Students at Columbia and the University of Manchester Are Rejecting Austerity in Higher Ed
Across the world, universities have seen rising tuition costs, bloated administrations, and worsening conditions for students in recent decades. By organizing a rent strike at the University of Manchester and a tuition strike at Columbia, undergraduates at the two schools are drawing a line in the sand against higher-ed austerity.

Students who are on rent strike wave from the window of an accommodation tower block that they have occupied in protest in Manchester, England. (Christopher Furlong / Getty Images)
This November, student organizers at the University of Manchester organized a rent strike, which won the largest ever concession from a British university in response to student protests.

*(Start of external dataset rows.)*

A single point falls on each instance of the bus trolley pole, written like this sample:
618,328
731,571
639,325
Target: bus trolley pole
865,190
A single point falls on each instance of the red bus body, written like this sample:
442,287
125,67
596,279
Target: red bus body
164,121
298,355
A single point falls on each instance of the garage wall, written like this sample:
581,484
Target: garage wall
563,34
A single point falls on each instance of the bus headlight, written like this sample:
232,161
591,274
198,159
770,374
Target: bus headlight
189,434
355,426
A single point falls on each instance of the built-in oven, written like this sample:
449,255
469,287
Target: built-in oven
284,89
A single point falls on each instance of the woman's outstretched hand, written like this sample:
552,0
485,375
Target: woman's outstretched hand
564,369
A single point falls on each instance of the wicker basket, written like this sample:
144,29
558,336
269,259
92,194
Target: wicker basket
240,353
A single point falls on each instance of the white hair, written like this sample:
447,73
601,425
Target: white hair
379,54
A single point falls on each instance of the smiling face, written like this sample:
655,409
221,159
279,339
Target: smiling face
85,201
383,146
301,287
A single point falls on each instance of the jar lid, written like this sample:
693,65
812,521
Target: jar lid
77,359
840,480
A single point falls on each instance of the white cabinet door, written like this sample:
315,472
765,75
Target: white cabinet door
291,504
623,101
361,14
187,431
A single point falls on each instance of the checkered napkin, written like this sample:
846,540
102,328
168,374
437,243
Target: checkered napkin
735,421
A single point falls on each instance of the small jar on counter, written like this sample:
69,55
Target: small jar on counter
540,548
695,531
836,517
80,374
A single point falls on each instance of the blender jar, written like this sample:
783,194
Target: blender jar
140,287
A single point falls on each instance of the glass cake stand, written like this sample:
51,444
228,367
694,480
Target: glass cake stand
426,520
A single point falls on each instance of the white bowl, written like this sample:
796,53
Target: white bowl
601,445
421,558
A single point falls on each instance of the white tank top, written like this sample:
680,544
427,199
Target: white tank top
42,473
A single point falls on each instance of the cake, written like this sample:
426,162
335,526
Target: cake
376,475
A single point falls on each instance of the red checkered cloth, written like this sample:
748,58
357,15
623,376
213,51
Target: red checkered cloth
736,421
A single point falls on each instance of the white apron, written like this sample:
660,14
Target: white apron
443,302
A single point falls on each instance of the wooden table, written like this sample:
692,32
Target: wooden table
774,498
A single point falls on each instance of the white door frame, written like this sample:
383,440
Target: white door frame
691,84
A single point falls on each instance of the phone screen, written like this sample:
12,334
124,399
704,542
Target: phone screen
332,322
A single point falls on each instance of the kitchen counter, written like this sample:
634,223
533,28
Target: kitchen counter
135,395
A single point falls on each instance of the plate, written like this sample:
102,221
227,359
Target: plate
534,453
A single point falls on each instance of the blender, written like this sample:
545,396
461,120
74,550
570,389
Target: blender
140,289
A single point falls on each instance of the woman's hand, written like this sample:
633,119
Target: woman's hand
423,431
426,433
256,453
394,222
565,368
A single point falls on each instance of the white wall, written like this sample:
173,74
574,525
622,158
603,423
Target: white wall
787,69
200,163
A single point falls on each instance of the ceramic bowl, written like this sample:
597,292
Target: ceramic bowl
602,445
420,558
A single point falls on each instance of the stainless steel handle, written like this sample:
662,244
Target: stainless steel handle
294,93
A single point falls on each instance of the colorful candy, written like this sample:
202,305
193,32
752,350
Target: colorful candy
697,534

Students are drawing attention to the extortionate rents and appalling conditions in residential halls that have come as a result of universities’ monopoly on student accommodation and mismanagement during the pandemic.
This December, student organizers from Columbia Young Democratic Socialists of America (YDSA) have gathered the support of more than three thousand students for a tuition strike in January, which would be the largest in American history. The tuition strike aims to win not only a reduction in the cost of attendance, but more democratic control of how Columbia’s endowment is spent.
The pandemic and resulting economic crisis have been catalysts for student activism in both countries, but the students are responding to longstanding problems in higher education of prioritizing financial growth and expansion over student and faculty needs.